By: Tom Hargreaves and Jos Smith (both: University of East Anglia)

Session type: Single session, Undergraduate level, Small/Medium/Large size

Topics:

  • Energy consumption

  • Futures thinking

  • Critical thinking

  • Speculative fiction

 

Introduction to the teaching example:

This exercise aims to teach students several speculative fiction writing strategies for creating energy futures. Furthermore, it inspires students to create, evaluate, and enhance their own ideas for and understandings of energy futures using fiction. 

 

The activity involves 5 main parts:

1. Working alone, students are asked to provide a brief description of an energy future and use bullet points to describe the main ways it is different from today.

2. Students are then introduced to two key techniques of speculative fiction, namely: i) exposition (or ‘show, don’t tell’), and ii) narrative focalisation (or ‘point of view’)

3. In small groups, students then read and deconstruct an example piece of speculative fiction. After reading the example they: i) list key differences between the scenario described and the present day, and ii) reflect on how the use of narrative techniques help bring the scenario to life.

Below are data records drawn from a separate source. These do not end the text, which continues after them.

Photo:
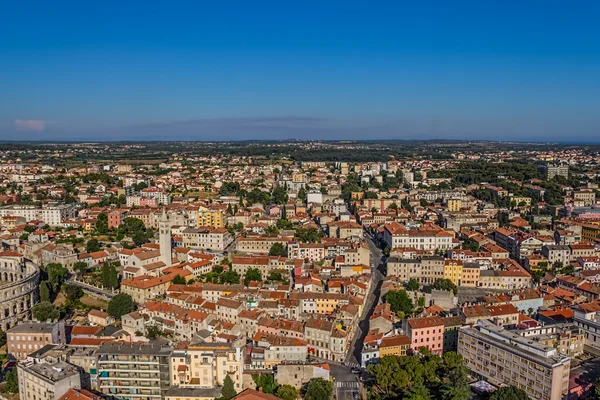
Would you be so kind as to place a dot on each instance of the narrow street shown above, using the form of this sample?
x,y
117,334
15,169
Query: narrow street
x,y
347,385
378,265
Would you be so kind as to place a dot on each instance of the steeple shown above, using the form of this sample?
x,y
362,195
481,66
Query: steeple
x,y
165,238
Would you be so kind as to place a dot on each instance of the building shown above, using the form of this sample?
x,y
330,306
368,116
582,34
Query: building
x,y
205,365
556,170
426,332
45,381
26,338
135,371
53,215
165,239
210,217
394,346
506,358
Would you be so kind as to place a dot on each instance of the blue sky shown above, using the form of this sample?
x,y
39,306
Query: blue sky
x,y
505,70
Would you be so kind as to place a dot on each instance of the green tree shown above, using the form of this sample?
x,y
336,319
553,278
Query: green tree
x,y
266,382
445,284
120,305
252,274
139,238
287,392
509,393
319,389
153,331
231,277
56,275
109,276
72,292
309,235
92,245
412,285
278,249
456,386
12,381
399,301
302,194
228,391
102,223
45,293
44,311
80,267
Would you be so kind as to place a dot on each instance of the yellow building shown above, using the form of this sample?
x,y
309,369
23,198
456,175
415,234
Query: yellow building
x,y
454,205
590,232
208,217
453,271
394,346
298,178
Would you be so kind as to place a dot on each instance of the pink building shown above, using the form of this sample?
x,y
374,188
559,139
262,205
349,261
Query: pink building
x,y
426,332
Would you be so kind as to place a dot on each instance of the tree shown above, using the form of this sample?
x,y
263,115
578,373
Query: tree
x,y
252,274
228,391
445,284
109,276
231,277
102,223
44,311
309,235
266,382
120,305
72,292
456,386
302,194
319,389
153,331
92,245
56,275
80,267
278,249
12,381
399,301
412,285
509,393
287,392
139,238
45,293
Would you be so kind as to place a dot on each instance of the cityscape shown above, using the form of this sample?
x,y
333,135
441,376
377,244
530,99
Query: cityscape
x,y
232,271
279,200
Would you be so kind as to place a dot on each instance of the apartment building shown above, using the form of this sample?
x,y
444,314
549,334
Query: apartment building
x,y
210,217
46,381
505,358
53,215
265,264
258,245
426,332
134,371
396,235
215,239
205,365
28,337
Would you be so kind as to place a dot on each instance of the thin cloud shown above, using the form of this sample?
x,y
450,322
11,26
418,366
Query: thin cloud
x,y
233,124
34,125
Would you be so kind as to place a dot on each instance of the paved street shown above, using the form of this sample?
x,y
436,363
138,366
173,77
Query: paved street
x,y
378,265
91,290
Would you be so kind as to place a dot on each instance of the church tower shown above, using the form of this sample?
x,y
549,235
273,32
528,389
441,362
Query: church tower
x,y
165,239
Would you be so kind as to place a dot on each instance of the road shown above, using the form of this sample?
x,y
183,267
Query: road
x,y
347,385
94,291
378,265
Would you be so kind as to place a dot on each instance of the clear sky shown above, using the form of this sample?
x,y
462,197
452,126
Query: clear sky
x,y
221,70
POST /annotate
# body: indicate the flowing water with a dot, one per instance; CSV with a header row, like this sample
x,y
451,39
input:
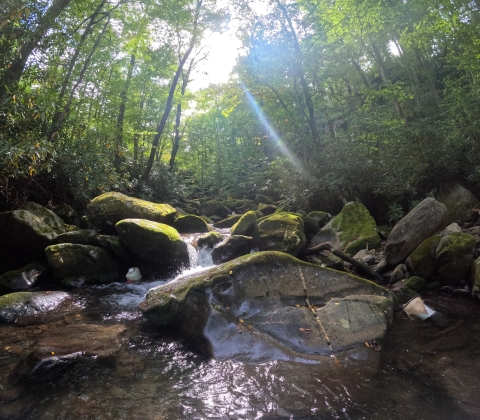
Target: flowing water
x,y
157,376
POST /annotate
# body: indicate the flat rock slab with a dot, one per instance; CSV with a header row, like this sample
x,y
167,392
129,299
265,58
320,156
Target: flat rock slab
x,y
269,306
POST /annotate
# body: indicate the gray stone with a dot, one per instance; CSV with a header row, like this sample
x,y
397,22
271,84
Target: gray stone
x,y
419,224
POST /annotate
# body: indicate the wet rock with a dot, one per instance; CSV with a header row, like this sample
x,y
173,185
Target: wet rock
x,y
155,242
63,345
47,216
190,224
422,261
92,263
454,256
83,237
107,209
228,222
459,202
282,232
232,247
419,224
259,307
246,225
209,239
21,279
15,306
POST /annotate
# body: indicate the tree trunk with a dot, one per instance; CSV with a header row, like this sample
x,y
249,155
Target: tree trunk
x,y
14,72
168,106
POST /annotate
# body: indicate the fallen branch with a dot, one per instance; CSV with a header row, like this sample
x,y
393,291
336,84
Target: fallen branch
x,y
364,268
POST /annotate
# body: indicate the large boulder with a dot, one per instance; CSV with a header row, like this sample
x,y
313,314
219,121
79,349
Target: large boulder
x,y
459,202
246,225
422,261
107,209
190,224
419,224
154,242
351,230
281,232
232,247
454,256
94,264
284,307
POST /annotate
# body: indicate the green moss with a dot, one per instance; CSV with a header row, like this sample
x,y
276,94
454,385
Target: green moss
x,y
246,226
356,228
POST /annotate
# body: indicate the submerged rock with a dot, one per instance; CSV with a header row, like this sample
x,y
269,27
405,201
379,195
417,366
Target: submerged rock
x,y
107,209
269,305
419,224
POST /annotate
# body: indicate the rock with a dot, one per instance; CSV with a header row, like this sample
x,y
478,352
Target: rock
x,y
227,223
47,216
281,232
92,263
113,245
254,309
21,279
107,209
68,214
321,217
24,236
209,239
260,198
190,224
422,261
267,209
454,256
453,227
232,247
351,230
61,346
155,242
459,202
213,208
83,237
246,225
26,304
419,224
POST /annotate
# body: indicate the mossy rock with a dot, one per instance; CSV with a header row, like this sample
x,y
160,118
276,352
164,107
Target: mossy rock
x,y
423,262
454,257
281,232
93,263
47,216
209,239
83,237
321,217
22,278
246,225
155,242
107,209
415,283
113,245
356,228
190,224
228,222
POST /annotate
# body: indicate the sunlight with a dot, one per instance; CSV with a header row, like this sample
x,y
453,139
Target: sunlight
x,y
282,147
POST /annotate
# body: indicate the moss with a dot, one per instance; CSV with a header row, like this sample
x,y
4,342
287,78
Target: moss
x,y
246,226
190,224
415,283
422,262
356,228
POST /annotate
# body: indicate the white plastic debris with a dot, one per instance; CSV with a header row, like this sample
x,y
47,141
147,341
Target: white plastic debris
x,y
417,308
133,274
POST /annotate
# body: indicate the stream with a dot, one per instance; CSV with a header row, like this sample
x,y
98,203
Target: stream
x,y
424,371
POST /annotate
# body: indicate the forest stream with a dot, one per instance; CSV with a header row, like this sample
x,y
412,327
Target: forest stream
x,y
425,370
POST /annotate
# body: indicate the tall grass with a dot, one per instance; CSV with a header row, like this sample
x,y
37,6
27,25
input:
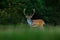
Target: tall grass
x,y
23,32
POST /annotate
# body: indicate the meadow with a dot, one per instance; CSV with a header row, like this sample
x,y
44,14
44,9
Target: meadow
x,y
24,32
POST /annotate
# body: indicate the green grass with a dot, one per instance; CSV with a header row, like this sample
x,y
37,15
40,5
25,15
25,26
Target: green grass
x,y
23,32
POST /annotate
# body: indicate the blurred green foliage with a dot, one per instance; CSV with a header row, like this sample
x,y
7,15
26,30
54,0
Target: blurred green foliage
x,y
11,11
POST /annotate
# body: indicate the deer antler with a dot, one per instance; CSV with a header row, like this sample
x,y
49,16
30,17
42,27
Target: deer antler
x,y
33,12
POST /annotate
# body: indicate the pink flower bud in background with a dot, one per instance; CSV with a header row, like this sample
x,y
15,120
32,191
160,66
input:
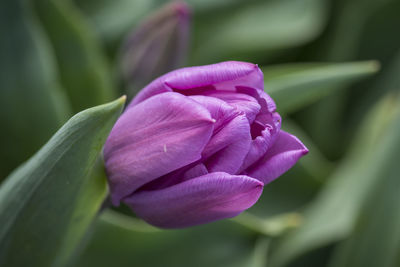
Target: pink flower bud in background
x,y
158,45
197,145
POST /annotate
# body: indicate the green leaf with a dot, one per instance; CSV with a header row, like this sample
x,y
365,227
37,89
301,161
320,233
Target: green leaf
x,y
294,86
81,62
32,106
376,239
47,204
256,29
123,241
332,215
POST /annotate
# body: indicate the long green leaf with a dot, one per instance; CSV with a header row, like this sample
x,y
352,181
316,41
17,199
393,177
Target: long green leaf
x,y
256,29
333,214
81,62
376,239
294,86
32,106
123,241
47,204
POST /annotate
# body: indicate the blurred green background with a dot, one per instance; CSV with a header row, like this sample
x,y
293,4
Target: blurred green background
x,y
333,68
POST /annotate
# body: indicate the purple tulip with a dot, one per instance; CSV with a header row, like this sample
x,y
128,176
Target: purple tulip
x,y
197,145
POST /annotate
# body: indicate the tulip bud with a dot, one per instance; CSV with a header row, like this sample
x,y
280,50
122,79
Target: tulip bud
x,y
156,46
197,145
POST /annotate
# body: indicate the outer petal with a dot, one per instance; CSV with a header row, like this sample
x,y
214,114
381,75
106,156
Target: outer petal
x,y
285,152
231,139
242,102
161,134
204,199
224,76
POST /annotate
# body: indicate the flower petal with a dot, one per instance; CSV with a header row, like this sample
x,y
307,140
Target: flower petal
x,y
161,134
222,76
285,152
200,200
242,102
231,139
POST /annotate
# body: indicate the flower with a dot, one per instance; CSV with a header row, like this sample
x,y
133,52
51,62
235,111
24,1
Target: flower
x,y
158,45
197,145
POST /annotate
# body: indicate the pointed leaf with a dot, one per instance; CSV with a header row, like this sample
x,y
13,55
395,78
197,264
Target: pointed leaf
x,y
32,106
333,213
47,204
294,86
81,62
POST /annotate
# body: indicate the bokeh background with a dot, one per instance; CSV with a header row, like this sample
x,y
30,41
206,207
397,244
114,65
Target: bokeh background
x,y
333,67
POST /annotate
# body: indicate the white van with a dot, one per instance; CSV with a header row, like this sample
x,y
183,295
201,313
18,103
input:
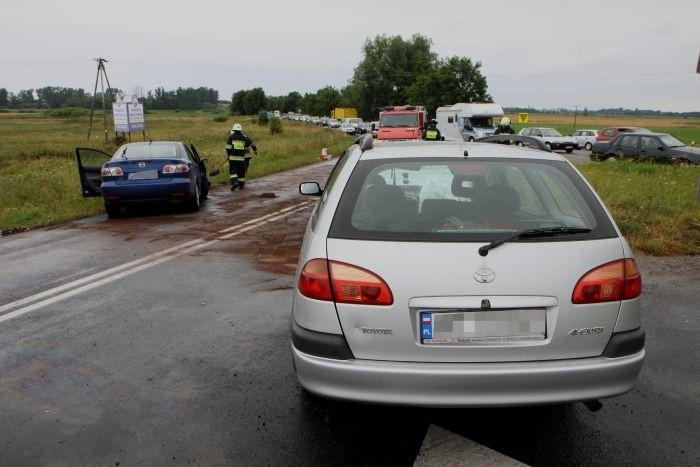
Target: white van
x,y
468,121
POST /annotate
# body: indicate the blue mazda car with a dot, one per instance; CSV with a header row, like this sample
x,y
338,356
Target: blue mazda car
x,y
144,173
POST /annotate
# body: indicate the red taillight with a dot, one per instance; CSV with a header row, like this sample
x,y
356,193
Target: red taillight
x,y
111,172
176,169
330,280
619,280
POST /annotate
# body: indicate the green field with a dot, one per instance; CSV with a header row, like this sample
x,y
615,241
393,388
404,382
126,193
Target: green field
x,y
654,205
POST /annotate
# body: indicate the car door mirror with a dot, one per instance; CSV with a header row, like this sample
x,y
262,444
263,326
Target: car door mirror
x,y
310,189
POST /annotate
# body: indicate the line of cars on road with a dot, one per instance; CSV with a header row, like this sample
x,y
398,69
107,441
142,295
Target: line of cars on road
x,y
621,142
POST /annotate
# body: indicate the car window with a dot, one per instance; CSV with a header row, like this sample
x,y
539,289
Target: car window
x,y
550,132
671,141
450,200
648,142
158,151
330,183
629,141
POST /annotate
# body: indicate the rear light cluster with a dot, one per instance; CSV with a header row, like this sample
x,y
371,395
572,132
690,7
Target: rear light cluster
x,y
321,279
111,172
619,280
176,169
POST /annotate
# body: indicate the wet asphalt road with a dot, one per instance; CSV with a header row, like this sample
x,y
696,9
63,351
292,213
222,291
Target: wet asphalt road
x,y
182,356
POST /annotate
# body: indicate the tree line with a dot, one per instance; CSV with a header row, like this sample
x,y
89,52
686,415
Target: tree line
x,y
393,71
58,97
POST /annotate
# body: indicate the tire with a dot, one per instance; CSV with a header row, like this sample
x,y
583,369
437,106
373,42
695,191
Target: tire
x,y
681,162
113,210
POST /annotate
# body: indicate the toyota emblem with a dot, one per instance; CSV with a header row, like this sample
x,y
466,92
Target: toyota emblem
x,y
484,275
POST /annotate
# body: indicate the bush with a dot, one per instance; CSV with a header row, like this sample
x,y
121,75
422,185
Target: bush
x,y
68,112
275,125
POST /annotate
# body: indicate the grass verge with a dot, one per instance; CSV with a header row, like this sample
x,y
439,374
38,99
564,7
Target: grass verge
x,y
654,205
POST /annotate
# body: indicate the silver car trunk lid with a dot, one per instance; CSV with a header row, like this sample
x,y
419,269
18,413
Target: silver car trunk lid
x,y
512,305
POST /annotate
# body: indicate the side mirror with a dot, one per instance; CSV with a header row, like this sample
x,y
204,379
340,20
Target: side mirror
x,y
310,189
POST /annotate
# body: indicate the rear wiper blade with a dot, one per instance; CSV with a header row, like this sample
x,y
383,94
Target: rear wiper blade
x,y
533,233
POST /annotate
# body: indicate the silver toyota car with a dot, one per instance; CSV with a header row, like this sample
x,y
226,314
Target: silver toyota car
x,y
454,274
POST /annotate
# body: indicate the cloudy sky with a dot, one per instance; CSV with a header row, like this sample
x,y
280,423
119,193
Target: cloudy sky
x,y
540,53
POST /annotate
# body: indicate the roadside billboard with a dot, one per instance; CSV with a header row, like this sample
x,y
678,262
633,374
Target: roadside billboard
x,y
128,115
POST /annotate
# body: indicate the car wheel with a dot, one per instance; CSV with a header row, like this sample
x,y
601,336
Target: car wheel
x,y
681,162
113,210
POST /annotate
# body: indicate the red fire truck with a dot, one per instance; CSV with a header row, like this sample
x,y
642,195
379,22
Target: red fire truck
x,y
401,122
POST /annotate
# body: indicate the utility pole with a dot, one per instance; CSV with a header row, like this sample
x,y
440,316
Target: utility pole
x,y
100,78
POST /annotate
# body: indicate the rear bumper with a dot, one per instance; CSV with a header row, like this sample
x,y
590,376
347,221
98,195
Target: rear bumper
x,y
136,193
468,384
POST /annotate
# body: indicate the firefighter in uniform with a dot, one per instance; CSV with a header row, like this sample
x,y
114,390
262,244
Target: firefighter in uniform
x,y
431,132
238,146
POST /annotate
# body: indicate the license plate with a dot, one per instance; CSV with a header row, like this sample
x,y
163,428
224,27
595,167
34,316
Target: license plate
x,y
483,327
144,175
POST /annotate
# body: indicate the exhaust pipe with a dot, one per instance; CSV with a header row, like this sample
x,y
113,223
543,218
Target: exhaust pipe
x,y
594,405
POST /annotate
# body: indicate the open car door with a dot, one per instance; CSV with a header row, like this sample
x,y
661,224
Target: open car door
x,y
89,167
204,180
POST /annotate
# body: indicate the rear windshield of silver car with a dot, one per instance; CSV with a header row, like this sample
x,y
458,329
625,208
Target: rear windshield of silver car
x,y
466,200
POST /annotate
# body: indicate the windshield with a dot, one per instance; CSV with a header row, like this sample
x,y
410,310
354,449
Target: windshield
x,y
480,122
398,120
550,132
471,200
671,141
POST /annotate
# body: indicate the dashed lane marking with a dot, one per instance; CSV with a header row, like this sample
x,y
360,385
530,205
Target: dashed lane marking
x,y
447,449
28,304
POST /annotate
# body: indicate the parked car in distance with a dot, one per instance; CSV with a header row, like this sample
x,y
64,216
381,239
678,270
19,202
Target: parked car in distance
x,y
456,274
347,128
144,173
585,138
654,147
609,133
551,137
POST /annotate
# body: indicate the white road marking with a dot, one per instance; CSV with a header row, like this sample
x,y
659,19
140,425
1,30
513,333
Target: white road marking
x,y
47,297
444,448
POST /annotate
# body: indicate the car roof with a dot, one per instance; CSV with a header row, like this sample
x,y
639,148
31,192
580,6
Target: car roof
x,y
153,143
644,133
455,149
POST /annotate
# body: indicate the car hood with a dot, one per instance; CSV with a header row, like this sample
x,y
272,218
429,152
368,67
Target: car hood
x,y
692,153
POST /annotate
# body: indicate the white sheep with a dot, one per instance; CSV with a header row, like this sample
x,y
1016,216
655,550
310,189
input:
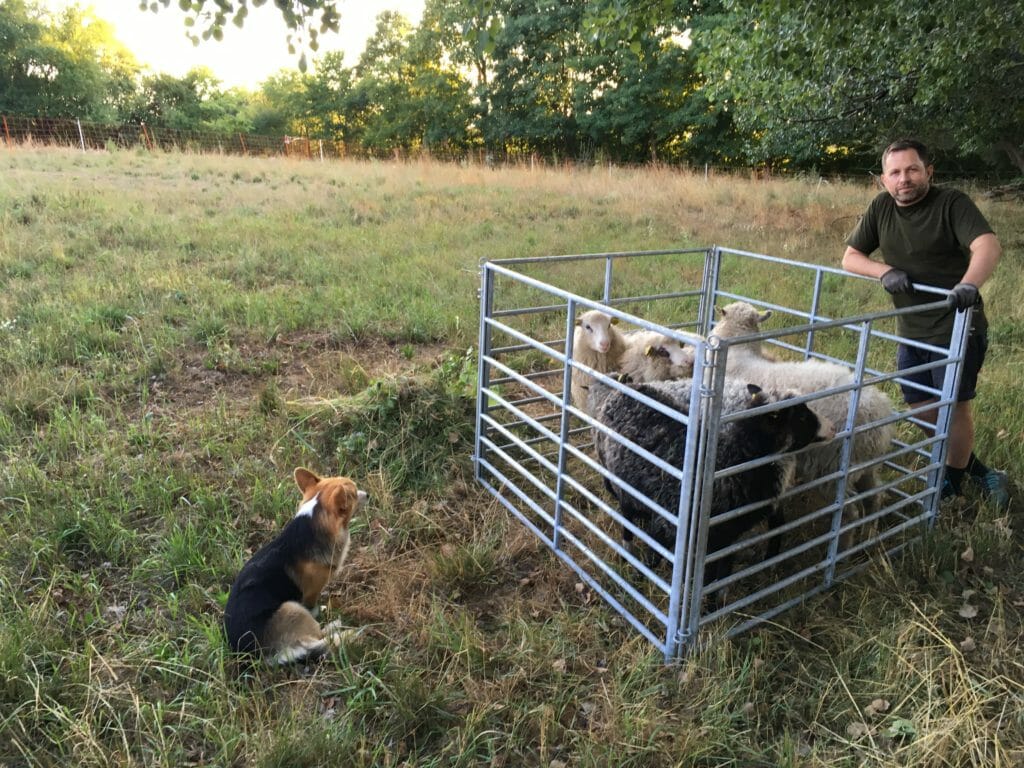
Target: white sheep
x,y
738,441
748,363
653,356
644,355
596,342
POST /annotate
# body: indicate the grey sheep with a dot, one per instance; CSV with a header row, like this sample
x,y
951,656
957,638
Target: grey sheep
x,y
738,441
748,361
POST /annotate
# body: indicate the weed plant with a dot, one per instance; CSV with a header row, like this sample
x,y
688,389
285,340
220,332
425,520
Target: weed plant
x,y
178,332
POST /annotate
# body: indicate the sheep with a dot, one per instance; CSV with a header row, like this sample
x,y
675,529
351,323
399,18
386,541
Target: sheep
x,y
806,377
643,355
653,356
596,342
777,431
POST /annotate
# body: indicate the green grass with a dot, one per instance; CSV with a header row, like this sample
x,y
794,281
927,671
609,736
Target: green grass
x,y
177,333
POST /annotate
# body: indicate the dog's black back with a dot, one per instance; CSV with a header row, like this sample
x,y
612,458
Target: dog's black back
x,y
264,585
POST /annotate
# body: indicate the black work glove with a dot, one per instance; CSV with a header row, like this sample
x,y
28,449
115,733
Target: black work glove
x,y
896,281
964,295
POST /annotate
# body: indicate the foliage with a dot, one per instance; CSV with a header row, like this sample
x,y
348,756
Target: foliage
x,y
681,81
71,66
857,76
299,15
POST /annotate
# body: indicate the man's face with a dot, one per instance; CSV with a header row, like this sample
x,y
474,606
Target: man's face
x,y
906,177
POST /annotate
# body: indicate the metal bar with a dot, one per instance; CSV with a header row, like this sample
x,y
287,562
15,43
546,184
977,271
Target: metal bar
x,y
538,476
483,354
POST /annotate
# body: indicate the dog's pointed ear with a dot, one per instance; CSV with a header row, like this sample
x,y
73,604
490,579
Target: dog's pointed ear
x,y
304,478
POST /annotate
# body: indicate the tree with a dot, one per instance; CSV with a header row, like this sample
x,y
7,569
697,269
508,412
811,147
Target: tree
x,y
211,16
69,66
530,96
851,77
642,98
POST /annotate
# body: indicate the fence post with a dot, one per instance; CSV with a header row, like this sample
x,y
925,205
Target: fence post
x,y
145,137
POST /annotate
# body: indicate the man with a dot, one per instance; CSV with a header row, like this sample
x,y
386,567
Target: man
x,y
935,237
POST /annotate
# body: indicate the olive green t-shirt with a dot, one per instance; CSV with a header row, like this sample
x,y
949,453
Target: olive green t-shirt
x,y
931,242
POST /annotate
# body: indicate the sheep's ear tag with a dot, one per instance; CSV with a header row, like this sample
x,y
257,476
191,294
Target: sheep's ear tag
x,y
757,396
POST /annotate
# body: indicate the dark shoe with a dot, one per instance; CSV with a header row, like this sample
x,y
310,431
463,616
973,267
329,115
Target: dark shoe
x,y
994,487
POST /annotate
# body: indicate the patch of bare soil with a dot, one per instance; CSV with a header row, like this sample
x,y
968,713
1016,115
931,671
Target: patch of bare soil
x,y
298,366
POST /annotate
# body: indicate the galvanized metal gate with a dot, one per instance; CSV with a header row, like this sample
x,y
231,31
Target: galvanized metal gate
x,y
534,449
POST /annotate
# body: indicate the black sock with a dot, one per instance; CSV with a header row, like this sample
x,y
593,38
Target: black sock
x,y
976,468
955,477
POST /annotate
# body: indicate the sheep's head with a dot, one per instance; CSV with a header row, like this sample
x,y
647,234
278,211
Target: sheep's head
x,y
596,328
739,318
794,426
680,356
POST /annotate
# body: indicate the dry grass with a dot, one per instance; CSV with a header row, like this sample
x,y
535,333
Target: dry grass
x,y
178,332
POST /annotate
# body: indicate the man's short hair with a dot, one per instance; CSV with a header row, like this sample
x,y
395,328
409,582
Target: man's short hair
x,y
907,143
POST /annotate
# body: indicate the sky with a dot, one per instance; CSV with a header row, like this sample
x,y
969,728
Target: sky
x,y
246,56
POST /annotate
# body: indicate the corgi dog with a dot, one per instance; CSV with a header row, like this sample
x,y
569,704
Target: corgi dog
x,y
270,607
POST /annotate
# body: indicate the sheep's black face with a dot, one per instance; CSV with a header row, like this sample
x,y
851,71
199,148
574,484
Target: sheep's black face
x,y
797,426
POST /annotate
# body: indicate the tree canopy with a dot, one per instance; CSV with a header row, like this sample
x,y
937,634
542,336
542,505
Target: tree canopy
x,y
683,81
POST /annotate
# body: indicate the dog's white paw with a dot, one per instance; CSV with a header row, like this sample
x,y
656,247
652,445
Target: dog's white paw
x,y
336,634
299,652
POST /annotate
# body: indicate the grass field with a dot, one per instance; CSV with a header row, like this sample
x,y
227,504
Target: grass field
x,y
178,332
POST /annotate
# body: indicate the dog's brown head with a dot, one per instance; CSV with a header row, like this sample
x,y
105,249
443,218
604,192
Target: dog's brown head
x,y
330,501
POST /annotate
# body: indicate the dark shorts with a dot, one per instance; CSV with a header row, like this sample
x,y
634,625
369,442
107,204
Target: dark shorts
x,y
974,357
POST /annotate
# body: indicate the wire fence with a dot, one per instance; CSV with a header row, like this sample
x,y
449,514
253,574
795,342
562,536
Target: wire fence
x,y
19,130
70,132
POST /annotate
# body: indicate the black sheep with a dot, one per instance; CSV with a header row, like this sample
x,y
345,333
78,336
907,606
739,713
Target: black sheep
x,y
786,429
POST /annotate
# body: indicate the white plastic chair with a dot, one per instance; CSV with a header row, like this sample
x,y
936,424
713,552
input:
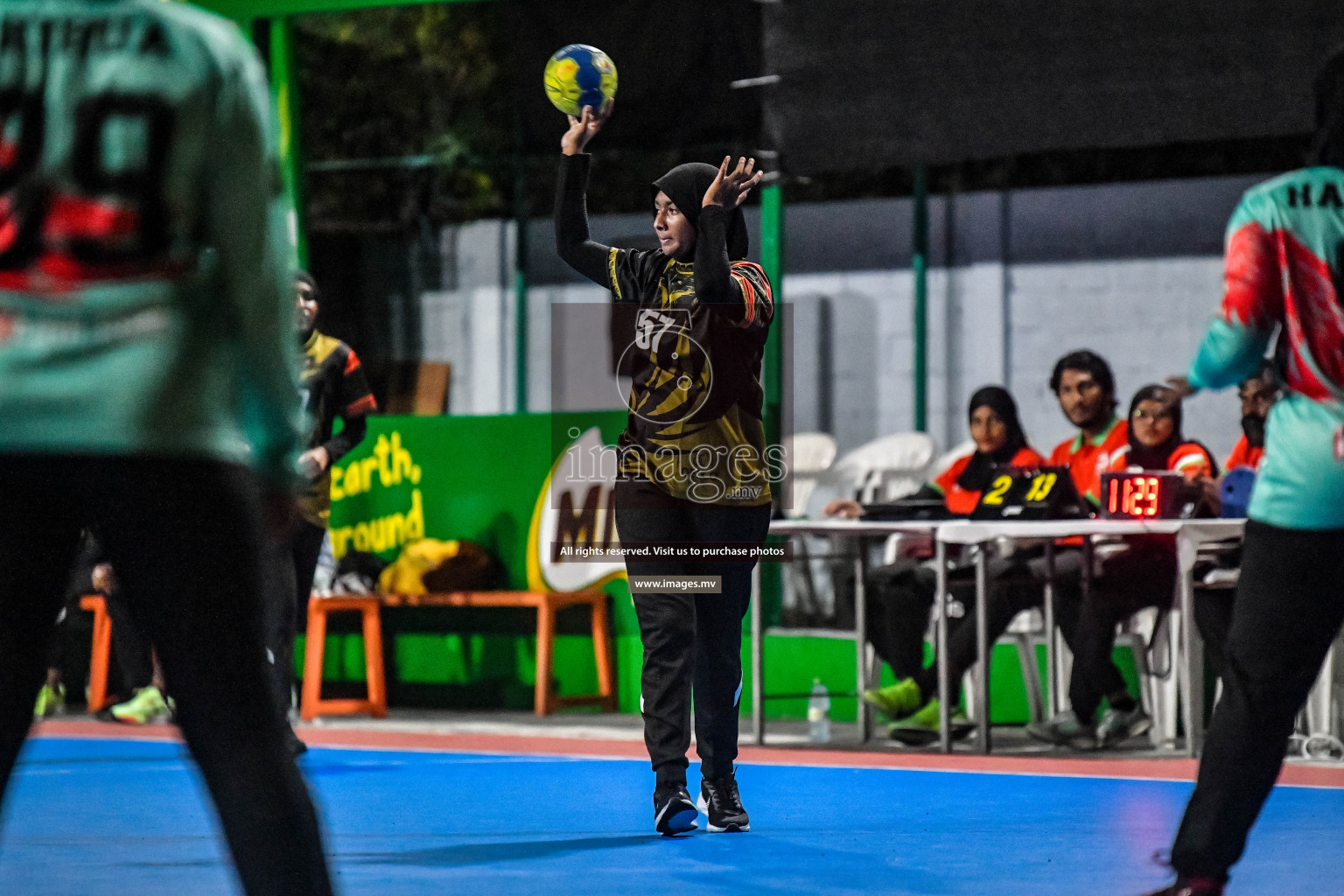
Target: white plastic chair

4. Students then try to write their own short piece of speculative fiction based on the scenario they described in Part 1. They are encouraged to write from a particular point of view (e.g. from a specific characters’ perspective) and reminded that they’re not aiming for a great piece of literature and that it doesn’t have to be clever, poetic, funny etc., simply that it’s a chance to explore how their scenario would be experienced in practice.

5. Students are then encouraged to share and reflect on their stories. First in small groups and then with the whole class. Reflections are encouraged around how the scenario has been brought to life, about what they’ve learnt about their scenario through the process of writing it as a narrative from a specific point of view, and about how they might improve or alter their scenario based on this experience.